History-Minded Alumnus Endows Fund for Jewish Studies Students

By Sacha Adorno

James E. (Jamie) Schwartz, C’78, PAR’16, had always been interested in his ancestry, but the advent of web-based genealogy tools turned casual curiosity into true passion. Using historical records sourced online as well as email and letter-writing outreach, he’s created an extensive family tree that reaches back nine generations and contains the names of more than 2,000 individuals, a few born as early as 1750. It chronicles relationships, births, deaths, and meaningful milestones of generations long gone, painting a picture of lives and people about whom he might otherwise have never known. On the tree are family members killed in the Holocaust, a distant relative who fought for the Union Army and died in the Andersonville Confederate prison, and another whose Frank Lloyd Wright house in the Hollywood Hills, overlooking Sunset Boulevard, is now part of a museum.

When Schwartz, a longtime donor to the Penn Fund, began thinking about specifically supporting Penn Arts and Sciences, he found inspiration in these genealogical investigations—and the excitement that comes from unearthing history or connecting to cultures and communities in different times and places. He worked with Penn’s Talya Fishman, director of the Jewish Studies Program and associate professor in the Department of Near Eastern Languages and Civilizations, to craft an endowed fund for Jewish Studies graduate and undergraduate students.

“I was very happy at Penn, and my daughter was also,” says Schwartz, whose daughter Deborah (Debbie) Schwartz graduated from the College this year. “The University has a played a major role in my life so it was natural to give to Penn.”

A member of the Manhattan-based firm Cyruli Shanks, Jamie credits the College with setting the course for his successful career as a commercial litigator. “I majored in American history and learned how to write well, think clearly, read critically, and research thoroughly. So now it’s my turn to help current students. My goal for supporting Jewish Studies students is to make it easier for them to engage in original research by defraying the expenses of investigating sources.”

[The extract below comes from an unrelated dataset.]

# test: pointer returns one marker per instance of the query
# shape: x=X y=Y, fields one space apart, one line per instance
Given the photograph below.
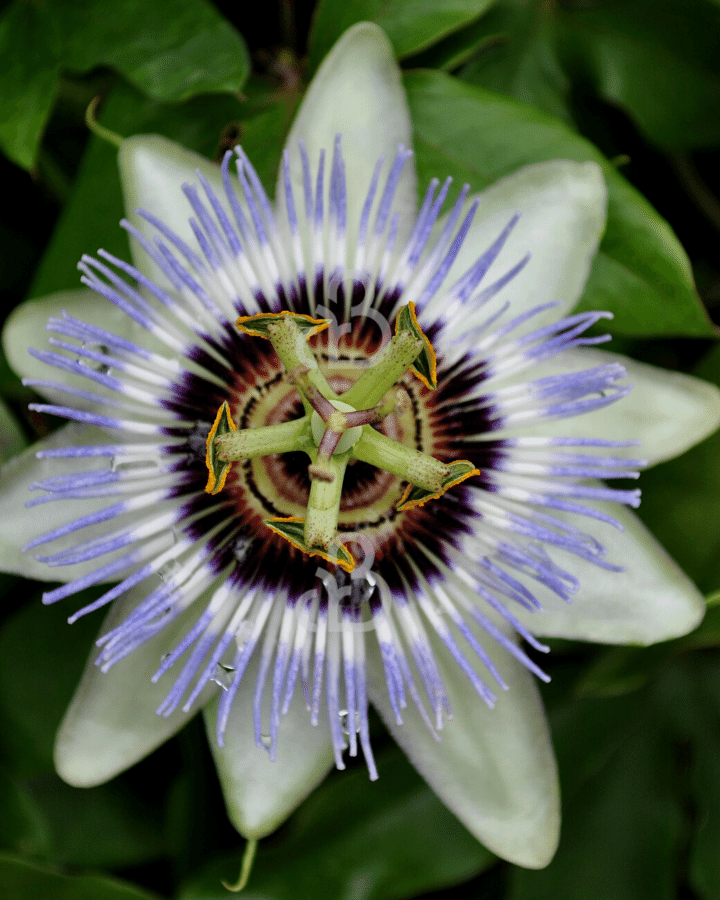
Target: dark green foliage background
x=493 y=85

Recent undergraduate Jewish Studies theses offer a sense of the range of research projects that the Louis Schwartz and Elaine Friedman Schwartz Memorial Research Award Endowed Fund might support. They include “Shmuel Alexandrov and the Making of a Modern Russian Jewish Philosophy,” “Investigating Jewish Activism in Atlanta During the Civil Rights Movement,” and “The Free Library Bible, Its Decoration, and Its History: A Case Study in 15th-Century Spanish Hebrew Bibles.” Topics such as these often require studying materials and consulting with experts far from Penn. For current and future students, the fund will cover expenses—including transportation and lodging—incurred in conducting this kind of research.

“Some of our students undertake research into topics that are best investigated through the study of circumstances or materials outside Philadelphia, or the U.S.—in the Middle East, North Africa, Europe—anywhere where Jewish culture has had a presence,” says Fishman. “This fund will enable graduate and undergraduate students to immerse themselves more fully in their research projects by facilitating travel, face-to-face conversations, and sustained study of primary sources. Faculty members are thrilled when students have fires in their bellies about a topic and are self-motivated. Engaged inquiry of this sort is what students will remember long after they have graduated from Penn. Jamie’s gift will help to finance these intensive explorations, and we are grateful for his generosity.”

Coming full circle, Schwartz was able to tie his own family tree to the gift. When his mother died last year, he invited people to contribute to the fund in her memory. “My mother shared my interest in exploring what the lives of her ancestors were like —but throughout her long life never had the tools to access the information—and my father spoke about the lives of his parents and grandparents. So, in many ways, this gift honors my family as well,” he reflects.

Debbie; Schwartz’s wife, Susan; and his other children, Jessica and Andrew, are in full support. Says Schwartz, “I’ve been fortunate to connect to my history, and I want others to have similar opportunities to access the world in a way that is fulfilling to them and meaningful to their scholarship.”